For most of the words in lexicion.rkt, reading explanations or examples was not necessary, as it was apparent whether their continuation classes were correct or not, for some, reading example sentences was crucial. Notably, they were helpful for figuring out whether a verb was transitive or intransitive, or whether an adjective was A1 or A2. As a side note, we decided to restrict the possible continuation classes for adjectives to two (A1 and A2), thus eliminating A3 and A4 entirely. The only difference between an A1 adjective and A2 adjective is that the former is actually both an adjective and an adverb, and thus can modify both nouns and verbs, while the latter is not and is used solely as an attribute in a sentence.

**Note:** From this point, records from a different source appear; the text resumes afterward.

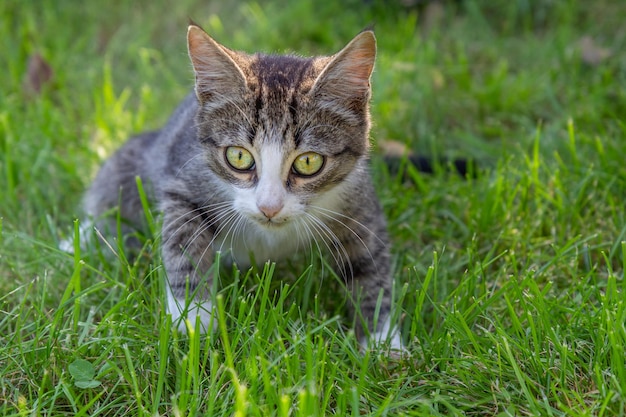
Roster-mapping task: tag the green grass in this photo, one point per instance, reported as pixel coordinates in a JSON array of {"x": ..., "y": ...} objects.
[{"x": 511, "y": 285}]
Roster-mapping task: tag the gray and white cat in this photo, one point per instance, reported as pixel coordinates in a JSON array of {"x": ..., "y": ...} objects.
[{"x": 269, "y": 156}]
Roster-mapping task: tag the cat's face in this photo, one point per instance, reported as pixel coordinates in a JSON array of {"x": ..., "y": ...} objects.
[{"x": 283, "y": 133}]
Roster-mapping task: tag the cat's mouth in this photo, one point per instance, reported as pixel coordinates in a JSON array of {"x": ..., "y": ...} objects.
[{"x": 272, "y": 222}]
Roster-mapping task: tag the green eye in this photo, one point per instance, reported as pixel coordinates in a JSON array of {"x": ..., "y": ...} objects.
[
  {"x": 239, "y": 158},
  {"x": 308, "y": 164}
]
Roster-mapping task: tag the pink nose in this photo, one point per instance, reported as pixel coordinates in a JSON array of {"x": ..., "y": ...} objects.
[{"x": 270, "y": 210}]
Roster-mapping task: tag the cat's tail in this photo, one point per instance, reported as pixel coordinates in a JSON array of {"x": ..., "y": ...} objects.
[{"x": 397, "y": 157}]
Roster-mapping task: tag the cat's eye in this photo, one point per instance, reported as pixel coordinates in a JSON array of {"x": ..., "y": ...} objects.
[
  {"x": 239, "y": 158},
  {"x": 308, "y": 164}
]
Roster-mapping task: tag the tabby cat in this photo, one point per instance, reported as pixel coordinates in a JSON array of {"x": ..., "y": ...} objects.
[{"x": 269, "y": 156}]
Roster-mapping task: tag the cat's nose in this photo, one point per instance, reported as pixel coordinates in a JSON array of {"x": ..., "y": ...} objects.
[{"x": 270, "y": 210}]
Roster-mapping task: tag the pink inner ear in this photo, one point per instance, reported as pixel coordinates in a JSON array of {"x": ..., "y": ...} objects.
[
  {"x": 348, "y": 73},
  {"x": 216, "y": 73}
]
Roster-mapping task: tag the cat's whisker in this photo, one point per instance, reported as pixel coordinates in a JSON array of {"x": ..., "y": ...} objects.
[
  {"x": 338, "y": 251},
  {"x": 334, "y": 215},
  {"x": 331, "y": 215},
  {"x": 228, "y": 216},
  {"x": 201, "y": 211}
]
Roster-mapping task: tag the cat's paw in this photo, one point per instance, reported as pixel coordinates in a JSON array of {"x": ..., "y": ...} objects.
[
  {"x": 387, "y": 337},
  {"x": 67, "y": 244},
  {"x": 194, "y": 314}
]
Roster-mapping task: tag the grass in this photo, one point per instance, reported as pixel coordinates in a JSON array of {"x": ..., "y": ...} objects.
[{"x": 511, "y": 285}]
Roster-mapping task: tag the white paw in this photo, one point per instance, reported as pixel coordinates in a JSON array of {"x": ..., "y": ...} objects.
[
  {"x": 183, "y": 311},
  {"x": 67, "y": 244},
  {"x": 386, "y": 336}
]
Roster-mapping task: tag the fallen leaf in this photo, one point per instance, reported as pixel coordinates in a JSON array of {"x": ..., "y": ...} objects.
[
  {"x": 591, "y": 53},
  {"x": 38, "y": 73}
]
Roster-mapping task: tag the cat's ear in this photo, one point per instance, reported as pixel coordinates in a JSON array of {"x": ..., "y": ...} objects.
[
  {"x": 347, "y": 74},
  {"x": 218, "y": 76}
]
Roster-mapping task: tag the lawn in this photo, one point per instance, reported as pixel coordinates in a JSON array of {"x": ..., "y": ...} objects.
[{"x": 510, "y": 285}]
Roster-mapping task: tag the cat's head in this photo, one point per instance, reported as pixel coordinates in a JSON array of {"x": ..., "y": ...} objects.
[{"x": 285, "y": 132}]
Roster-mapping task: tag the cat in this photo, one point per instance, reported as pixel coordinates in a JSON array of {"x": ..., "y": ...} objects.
[{"x": 268, "y": 155}]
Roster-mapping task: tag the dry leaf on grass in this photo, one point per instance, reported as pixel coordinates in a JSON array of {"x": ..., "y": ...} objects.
[
  {"x": 591, "y": 53},
  {"x": 38, "y": 73}
]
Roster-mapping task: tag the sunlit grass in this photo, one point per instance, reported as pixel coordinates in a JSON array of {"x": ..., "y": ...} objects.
[{"x": 511, "y": 284}]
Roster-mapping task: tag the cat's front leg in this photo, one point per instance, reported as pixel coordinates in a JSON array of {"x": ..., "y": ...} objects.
[
  {"x": 187, "y": 258},
  {"x": 368, "y": 269}
]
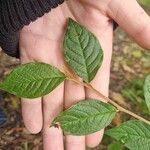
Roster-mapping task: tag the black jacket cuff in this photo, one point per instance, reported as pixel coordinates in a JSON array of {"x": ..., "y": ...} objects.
[{"x": 14, "y": 14}]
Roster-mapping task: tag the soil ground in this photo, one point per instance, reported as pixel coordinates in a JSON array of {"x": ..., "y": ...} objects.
[{"x": 130, "y": 65}]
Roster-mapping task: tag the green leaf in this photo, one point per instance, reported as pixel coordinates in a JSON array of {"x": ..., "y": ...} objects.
[
  {"x": 82, "y": 51},
  {"x": 135, "y": 135},
  {"x": 147, "y": 91},
  {"x": 114, "y": 146},
  {"x": 32, "y": 80},
  {"x": 86, "y": 117}
]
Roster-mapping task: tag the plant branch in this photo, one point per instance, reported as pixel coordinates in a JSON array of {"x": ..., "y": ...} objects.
[{"x": 120, "y": 108}]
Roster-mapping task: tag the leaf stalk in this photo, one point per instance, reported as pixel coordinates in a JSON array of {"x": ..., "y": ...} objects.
[{"x": 120, "y": 108}]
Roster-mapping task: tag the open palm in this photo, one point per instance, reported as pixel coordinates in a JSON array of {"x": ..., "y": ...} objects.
[{"x": 42, "y": 41}]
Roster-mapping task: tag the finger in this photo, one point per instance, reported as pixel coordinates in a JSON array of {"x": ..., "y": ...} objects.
[
  {"x": 32, "y": 114},
  {"x": 133, "y": 19},
  {"x": 101, "y": 80},
  {"x": 32, "y": 110},
  {"x": 52, "y": 106},
  {"x": 73, "y": 93}
]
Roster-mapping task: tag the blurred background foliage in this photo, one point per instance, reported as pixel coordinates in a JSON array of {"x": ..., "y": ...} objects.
[{"x": 130, "y": 65}]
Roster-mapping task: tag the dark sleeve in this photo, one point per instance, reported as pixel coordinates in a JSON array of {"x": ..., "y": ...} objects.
[{"x": 14, "y": 14}]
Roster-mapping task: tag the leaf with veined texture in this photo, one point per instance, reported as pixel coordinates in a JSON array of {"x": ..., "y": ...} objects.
[
  {"x": 147, "y": 91},
  {"x": 82, "y": 51},
  {"x": 32, "y": 80},
  {"x": 85, "y": 117},
  {"x": 135, "y": 135}
]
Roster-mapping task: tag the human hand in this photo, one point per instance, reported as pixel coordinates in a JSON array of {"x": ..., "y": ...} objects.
[{"x": 42, "y": 41}]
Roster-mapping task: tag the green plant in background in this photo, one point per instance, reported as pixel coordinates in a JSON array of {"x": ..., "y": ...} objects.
[
  {"x": 133, "y": 91},
  {"x": 84, "y": 56}
]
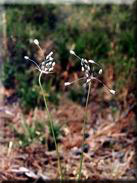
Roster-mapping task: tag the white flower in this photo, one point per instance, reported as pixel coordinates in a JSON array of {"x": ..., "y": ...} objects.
[
  {"x": 36, "y": 41},
  {"x": 67, "y": 83},
  {"x": 112, "y": 92},
  {"x": 72, "y": 52},
  {"x": 47, "y": 65}
]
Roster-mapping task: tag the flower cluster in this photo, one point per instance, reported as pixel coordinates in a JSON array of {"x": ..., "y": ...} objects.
[
  {"x": 47, "y": 65},
  {"x": 88, "y": 73}
]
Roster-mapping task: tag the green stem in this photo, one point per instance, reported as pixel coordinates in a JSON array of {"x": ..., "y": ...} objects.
[
  {"x": 51, "y": 125},
  {"x": 84, "y": 130}
]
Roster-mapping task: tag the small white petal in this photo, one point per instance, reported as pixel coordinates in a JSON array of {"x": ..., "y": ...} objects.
[
  {"x": 72, "y": 52},
  {"x": 67, "y": 83},
  {"x": 87, "y": 75},
  {"x": 91, "y": 61},
  {"x": 26, "y": 57},
  {"x": 53, "y": 64},
  {"x": 36, "y": 41},
  {"x": 100, "y": 71},
  {"x": 51, "y": 58},
  {"x": 48, "y": 63},
  {"x": 88, "y": 68},
  {"x": 49, "y": 55},
  {"x": 88, "y": 80},
  {"x": 46, "y": 69},
  {"x": 112, "y": 92},
  {"x": 85, "y": 61}
]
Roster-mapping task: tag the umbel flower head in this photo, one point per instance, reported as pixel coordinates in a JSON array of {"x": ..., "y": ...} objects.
[
  {"x": 47, "y": 65},
  {"x": 88, "y": 73}
]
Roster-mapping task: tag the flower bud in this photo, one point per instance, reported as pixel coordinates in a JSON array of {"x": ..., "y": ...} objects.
[{"x": 36, "y": 41}]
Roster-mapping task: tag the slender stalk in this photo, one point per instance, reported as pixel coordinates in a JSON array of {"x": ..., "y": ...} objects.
[
  {"x": 84, "y": 130},
  {"x": 52, "y": 129}
]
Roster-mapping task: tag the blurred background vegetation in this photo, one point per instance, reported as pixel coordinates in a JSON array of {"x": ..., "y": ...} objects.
[{"x": 104, "y": 33}]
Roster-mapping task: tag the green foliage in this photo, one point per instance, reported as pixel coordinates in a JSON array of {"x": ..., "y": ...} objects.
[
  {"x": 30, "y": 133},
  {"x": 103, "y": 33}
]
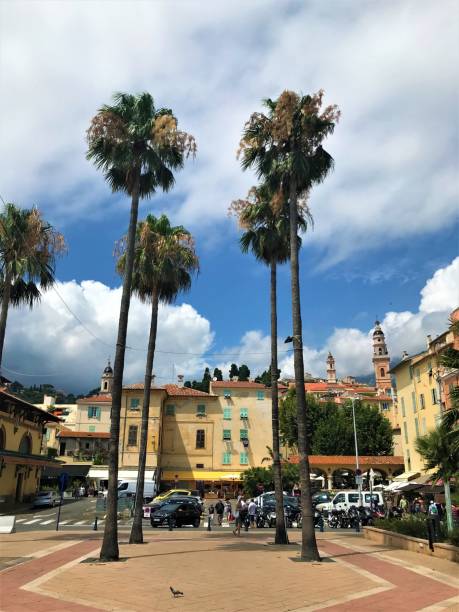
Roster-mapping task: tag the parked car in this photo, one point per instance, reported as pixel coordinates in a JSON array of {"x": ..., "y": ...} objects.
[
  {"x": 178, "y": 514},
  {"x": 345, "y": 499},
  {"x": 172, "y": 493},
  {"x": 46, "y": 498},
  {"x": 149, "y": 509}
]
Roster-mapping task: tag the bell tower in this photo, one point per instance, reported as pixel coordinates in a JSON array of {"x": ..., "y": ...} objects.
[
  {"x": 106, "y": 380},
  {"x": 381, "y": 359},
  {"x": 331, "y": 372}
]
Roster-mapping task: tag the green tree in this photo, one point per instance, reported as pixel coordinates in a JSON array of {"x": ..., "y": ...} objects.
[
  {"x": 137, "y": 146},
  {"x": 244, "y": 373},
  {"x": 29, "y": 247},
  {"x": 285, "y": 148},
  {"x": 218, "y": 374},
  {"x": 234, "y": 371},
  {"x": 264, "y": 216},
  {"x": 164, "y": 261},
  {"x": 439, "y": 455}
]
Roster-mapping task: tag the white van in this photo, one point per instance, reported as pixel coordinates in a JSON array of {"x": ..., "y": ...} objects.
[
  {"x": 345, "y": 499},
  {"x": 128, "y": 488}
]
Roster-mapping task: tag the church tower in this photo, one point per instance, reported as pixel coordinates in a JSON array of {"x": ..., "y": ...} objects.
[
  {"x": 381, "y": 359},
  {"x": 331, "y": 372},
  {"x": 106, "y": 380}
]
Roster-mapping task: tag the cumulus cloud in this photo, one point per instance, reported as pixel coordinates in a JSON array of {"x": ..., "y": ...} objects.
[
  {"x": 49, "y": 344},
  {"x": 390, "y": 66}
]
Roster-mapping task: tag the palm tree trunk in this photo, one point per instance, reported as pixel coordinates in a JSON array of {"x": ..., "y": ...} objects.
[
  {"x": 4, "y": 314},
  {"x": 110, "y": 550},
  {"x": 309, "y": 551},
  {"x": 136, "y": 531},
  {"x": 281, "y": 532}
]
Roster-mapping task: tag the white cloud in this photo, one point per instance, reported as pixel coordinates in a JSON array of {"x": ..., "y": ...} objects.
[
  {"x": 390, "y": 66},
  {"x": 49, "y": 341}
]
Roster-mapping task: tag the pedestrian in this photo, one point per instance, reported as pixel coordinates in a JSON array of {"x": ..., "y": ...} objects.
[
  {"x": 211, "y": 512},
  {"x": 219, "y": 508},
  {"x": 238, "y": 515}
]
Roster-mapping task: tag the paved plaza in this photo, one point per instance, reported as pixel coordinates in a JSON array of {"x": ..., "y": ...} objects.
[{"x": 217, "y": 571}]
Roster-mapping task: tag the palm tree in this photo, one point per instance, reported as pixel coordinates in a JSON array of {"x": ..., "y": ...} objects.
[
  {"x": 265, "y": 217},
  {"x": 136, "y": 146},
  {"x": 164, "y": 261},
  {"x": 439, "y": 454},
  {"x": 28, "y": 250},
  {"x": 285, "y": 148}
]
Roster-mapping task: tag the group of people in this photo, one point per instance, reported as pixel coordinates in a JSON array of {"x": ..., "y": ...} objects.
[{"x": 244, "y": 513}]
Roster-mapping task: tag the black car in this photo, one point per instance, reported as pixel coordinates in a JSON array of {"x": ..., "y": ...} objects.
[{"x": 177, "y": 514}]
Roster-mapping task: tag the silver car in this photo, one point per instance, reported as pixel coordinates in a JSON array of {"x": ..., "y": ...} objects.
[{"x": 47, "y": 498}]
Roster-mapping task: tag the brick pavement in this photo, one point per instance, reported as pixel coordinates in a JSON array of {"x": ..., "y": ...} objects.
[{"x": 219, "y": 572}]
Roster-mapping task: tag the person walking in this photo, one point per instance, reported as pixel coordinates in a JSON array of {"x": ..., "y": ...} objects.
[
  {"x": 219, "y": 509},
  {"x": 252, "y": 509}
]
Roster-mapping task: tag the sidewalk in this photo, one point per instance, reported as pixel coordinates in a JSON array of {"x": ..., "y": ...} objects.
[{"x": 217, "y": 571}]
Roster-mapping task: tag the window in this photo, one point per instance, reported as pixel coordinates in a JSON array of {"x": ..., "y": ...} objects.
[
  {"x": 93, "y": 412},
  {"x": 243, "y": 458},
  {"x": 200, "y": 438},
  {"x": 132, "y": 435}
]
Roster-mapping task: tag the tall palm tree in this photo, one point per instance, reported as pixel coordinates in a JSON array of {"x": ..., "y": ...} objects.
[
  {"x": 164, "y": 261},
  {"x": 265, "y": 216},
  {"x": 285, "y": 148},
  {"x": 136, "y": 146},
  {"x": 439, "y": 454},
  {"x": 28, "y": 250}
]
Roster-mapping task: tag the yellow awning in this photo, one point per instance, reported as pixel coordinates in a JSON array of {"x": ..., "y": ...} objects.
[{"x": 200, "y": 475}]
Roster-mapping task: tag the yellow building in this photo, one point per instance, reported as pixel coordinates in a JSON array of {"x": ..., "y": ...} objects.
[
  {"x": 21, "y": 441},
  {"x": 419, "y": 396}
]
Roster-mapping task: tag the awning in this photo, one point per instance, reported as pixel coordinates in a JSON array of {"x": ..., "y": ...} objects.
[
  {"x": 200, "y": 475},
  {"x": 102, "y": 474}
]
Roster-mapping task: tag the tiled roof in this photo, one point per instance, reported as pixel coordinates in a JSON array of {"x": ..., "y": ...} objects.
[
  {"x": 175, "y": 391},
  {"x": 66, "y": 433},
  {"x": 236, "y": 384},
  {"x": 350, "y": 459},
  {"x": 95, "y": 398}
]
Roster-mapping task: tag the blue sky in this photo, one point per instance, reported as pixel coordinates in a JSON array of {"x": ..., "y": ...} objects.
[{"x": 385, "y": 240}]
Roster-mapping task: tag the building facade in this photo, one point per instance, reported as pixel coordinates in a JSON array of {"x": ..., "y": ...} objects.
[
  {"x": 423, "y": 393},
  {"x": 22, "y": 428}
]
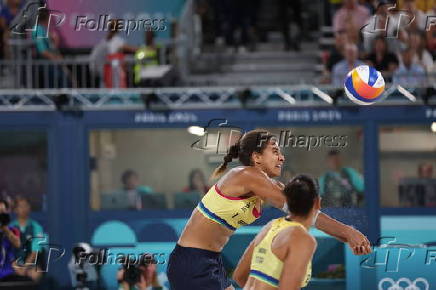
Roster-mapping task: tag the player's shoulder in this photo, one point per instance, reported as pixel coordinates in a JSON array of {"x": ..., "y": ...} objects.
[
  {"x": 250, "y": 171},
  {"x": 300, "y": 237}
]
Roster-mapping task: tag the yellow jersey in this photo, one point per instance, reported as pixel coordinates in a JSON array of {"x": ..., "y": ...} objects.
[
  {"x": 228, "y": 211},
  {"x": 265, "y": 266}
]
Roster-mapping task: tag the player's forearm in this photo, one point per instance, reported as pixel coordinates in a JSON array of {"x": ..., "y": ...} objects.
[{"x": 332, "y": 227}]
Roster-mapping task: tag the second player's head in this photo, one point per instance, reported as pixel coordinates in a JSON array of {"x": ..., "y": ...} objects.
[{"x": 302, "y": 196}]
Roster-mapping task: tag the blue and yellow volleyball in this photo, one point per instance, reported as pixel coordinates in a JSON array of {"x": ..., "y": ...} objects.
[{"x": 364, "y": 85}]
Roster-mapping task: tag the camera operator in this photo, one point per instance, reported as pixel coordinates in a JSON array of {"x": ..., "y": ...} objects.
[
  {"x": 138, "y": 275},
  {"x": 83, "y": 274},
  {"x": 9, "y": 242},
  {"x": 31, "y": 234}
]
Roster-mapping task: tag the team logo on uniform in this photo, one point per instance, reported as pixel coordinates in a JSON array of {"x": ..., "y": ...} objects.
[{"x": 403, "y": 284}]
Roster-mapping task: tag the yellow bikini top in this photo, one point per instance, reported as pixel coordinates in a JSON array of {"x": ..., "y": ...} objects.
[
  {"x": 231, "y": 212},
  {"x": 265, "y": 266}
]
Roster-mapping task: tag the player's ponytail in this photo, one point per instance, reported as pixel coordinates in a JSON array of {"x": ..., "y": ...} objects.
[
  {"x": 252, "y": 141},
  {"x": 232, "y": 154}
]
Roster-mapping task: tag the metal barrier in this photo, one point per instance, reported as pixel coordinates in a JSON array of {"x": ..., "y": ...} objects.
[
  {"x": 72, "y": 72},
  {"x": 198, "y": 98}
]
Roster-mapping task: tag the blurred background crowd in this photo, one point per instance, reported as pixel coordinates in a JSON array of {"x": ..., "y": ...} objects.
[{"x": 398, "y": 39}]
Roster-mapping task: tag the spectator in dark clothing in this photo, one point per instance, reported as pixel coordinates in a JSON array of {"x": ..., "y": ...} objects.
[
  {"x": 46, "y": 49},
  {"x": 286, "y": 19},
  {"x": 7, "y": 14},
  {"x": 31, "y": 235},
  {"x": 9, "y": 242},
  {"x": 337, "y": 53},
  {"x": 381, "y": 59},
  {"x": 197, "y": 182},
  {"x": 243, "y": 21}
]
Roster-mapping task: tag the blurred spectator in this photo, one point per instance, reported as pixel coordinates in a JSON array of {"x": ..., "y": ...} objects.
[
  {"x": 340, "y": 186},
  {"x": 31, "y": 234},
  {"x": 7, "y": 14},
  {"x": 146, "y": 55},
  {"x": 420, "y": 18},
  {"x": 111, "y": 47},
  {"x": 337, "y": 52},
  {"x": 381, "y": 59},
  {"x": 342, "y": 68},
  {"x": 242, "y": 31},
  {"x": 371, "y": 5},
  {"x": 421, "y": 56},
  {"x": 431, "y": 30},
  {"x": 425, "y": 170},
  {"x": 332, "y": 57},
  {"x": 197, "y": 182},
  {"x": 286, "y": 20},
  {"x": 46, "y": 48},
  {"x": 9, "y": 242},
  {"x": 409, "y": 74},
  {"x": 351, "y": 18},
  {"x": 132, "y": 189}
]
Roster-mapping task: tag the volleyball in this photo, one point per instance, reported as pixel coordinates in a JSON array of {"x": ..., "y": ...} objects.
[{"x": 364, "y": 85}]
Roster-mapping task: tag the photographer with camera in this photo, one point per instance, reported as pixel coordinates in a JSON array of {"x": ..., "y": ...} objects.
[
  {"x": 83, "y": 274},
  {"x": 138, "y": 275},
  {"x": 29, "y": 255},
  {"x": 9, "y": 242}
]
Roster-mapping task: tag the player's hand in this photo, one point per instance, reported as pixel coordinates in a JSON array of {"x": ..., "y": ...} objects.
[{"x": 358, "y": 242}]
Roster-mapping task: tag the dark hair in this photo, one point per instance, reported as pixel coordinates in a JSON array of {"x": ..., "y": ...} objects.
[
  {"x": 250, "y": 142},
  {"x": 43, "y": 14},
  {"x": 191, "y": 177},
  {"x": 301, "y": 193},
  {"x": 127, "y": 174},
  {"x": 5, "y": 203}
]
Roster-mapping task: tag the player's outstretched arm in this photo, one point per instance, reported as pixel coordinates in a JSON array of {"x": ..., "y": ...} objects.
[{"x": 357, "y": 241}]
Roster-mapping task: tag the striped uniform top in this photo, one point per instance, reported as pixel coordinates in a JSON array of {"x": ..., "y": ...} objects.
[
  {"x": 230, "y": 212},
  {"x": 265, "y": 266}
]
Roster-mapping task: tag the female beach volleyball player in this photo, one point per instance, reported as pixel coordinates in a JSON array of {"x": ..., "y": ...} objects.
[
  {"x": 236, "y": 200},
  {"x": 281, "y": 254}
]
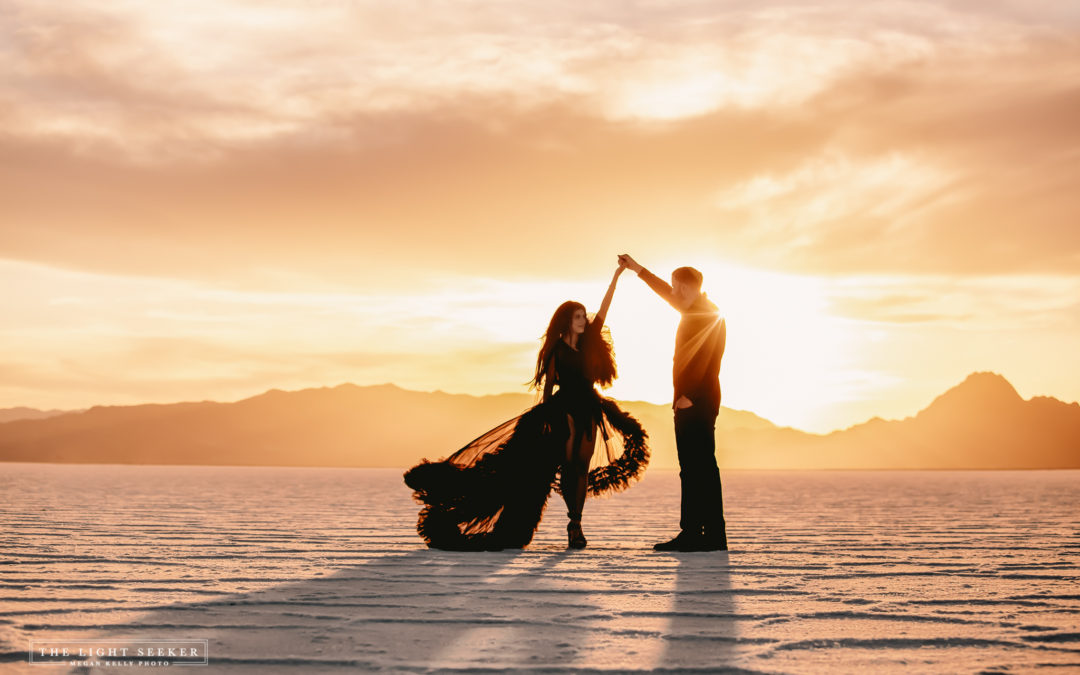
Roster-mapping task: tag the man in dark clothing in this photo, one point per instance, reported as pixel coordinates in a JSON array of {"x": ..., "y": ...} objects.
[{"x": 699, "y": 348}]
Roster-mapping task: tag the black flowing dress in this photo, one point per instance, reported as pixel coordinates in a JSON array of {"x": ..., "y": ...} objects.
[{"x": 490, "y": 495}]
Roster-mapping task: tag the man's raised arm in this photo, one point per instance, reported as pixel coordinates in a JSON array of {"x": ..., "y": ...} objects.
[{"x": 662, "y": 287}]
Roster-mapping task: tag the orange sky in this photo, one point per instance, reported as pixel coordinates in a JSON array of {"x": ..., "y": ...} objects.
[{"x": 204, "y": 200}]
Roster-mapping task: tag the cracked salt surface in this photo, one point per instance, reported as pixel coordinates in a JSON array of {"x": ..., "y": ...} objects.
[{"x": 310, "y": 570}]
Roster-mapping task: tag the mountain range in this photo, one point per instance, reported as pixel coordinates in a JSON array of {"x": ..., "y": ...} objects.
[{"x": 981, "y": 423}]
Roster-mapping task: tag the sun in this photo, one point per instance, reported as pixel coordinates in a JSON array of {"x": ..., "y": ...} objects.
[{"x": 787, "y": 358}]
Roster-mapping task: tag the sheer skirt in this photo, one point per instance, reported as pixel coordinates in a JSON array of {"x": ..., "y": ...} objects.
[{"x": 491, "y": 494}]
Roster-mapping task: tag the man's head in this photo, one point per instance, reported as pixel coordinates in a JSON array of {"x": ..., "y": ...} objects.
[{"x": 686, "y": 285}]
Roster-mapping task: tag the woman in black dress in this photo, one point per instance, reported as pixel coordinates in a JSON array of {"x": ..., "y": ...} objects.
[{"x": 491, "y": 494}]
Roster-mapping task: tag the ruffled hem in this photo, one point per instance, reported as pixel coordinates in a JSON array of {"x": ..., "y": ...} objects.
[{"x": 491, "y": 494}]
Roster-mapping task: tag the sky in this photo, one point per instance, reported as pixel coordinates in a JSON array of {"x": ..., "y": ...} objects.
[{"x": 206, "y": 200}]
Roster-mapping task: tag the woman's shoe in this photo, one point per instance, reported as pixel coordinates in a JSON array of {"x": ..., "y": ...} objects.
[{"x": 577, "y": 538}]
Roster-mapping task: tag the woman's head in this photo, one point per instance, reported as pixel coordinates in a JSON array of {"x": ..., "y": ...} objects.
[{"x": 570, "y": 319}]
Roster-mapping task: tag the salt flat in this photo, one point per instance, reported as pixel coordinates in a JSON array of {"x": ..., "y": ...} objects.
[{"x": 308, "y": 570}]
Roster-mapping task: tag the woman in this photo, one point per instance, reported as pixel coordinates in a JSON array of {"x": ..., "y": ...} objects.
[{"x": 490, "y": 494}]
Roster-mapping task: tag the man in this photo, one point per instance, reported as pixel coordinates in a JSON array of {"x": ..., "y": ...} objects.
[{"x": 699, "y": 348}]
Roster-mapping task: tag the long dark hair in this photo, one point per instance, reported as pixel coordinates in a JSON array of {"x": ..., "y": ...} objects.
[{"x": 595, "y": 345}]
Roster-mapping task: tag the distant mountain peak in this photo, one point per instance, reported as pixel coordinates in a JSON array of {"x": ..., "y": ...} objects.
[{"x": 977, "y": 391}]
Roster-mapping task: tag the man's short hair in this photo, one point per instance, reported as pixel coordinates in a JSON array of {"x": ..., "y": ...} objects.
[{"x": 689, "y": 277}]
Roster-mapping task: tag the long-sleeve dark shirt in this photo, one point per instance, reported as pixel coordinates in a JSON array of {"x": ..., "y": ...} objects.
[{"x": 699, "y": 347}]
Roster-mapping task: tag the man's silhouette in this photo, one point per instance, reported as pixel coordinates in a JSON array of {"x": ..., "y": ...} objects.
[{"x": 699, "y": 348}]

We have said above that entries in lexicon.rkt can be wrapped with function calls. Here are some examples of that:
(-day '("абажадай" A1 () () ()))
(-li '("абажурлы" A2 () () ()))
(comp-verb '("абай бол" V-IV () () ()))
(refl '("абайлан" V-TV () () ("абайла")))
(caus '("абайлат" V-TV () ("абайлату") ("абайла")))
(-siz '("абайсыз" A1 () () ()))
(caus '("дағдыландыр" V-TV () ("дағдыландырыл") ("дағдылан")))
(sim '("даңғойсы" V-IV () () ()))
(multi '("даму% ақау" N1 () () ()))
This work is being funded by the Committee of Science of the Ministry of Education and Science of the Republic of Kazakhstan, contract# 346/018-2018/33-28, IRN AP05133700, principal investigator Zhenisbek Assylbekov.
Just like apertium-kaz, the contents of this repo are published under GPL version 3.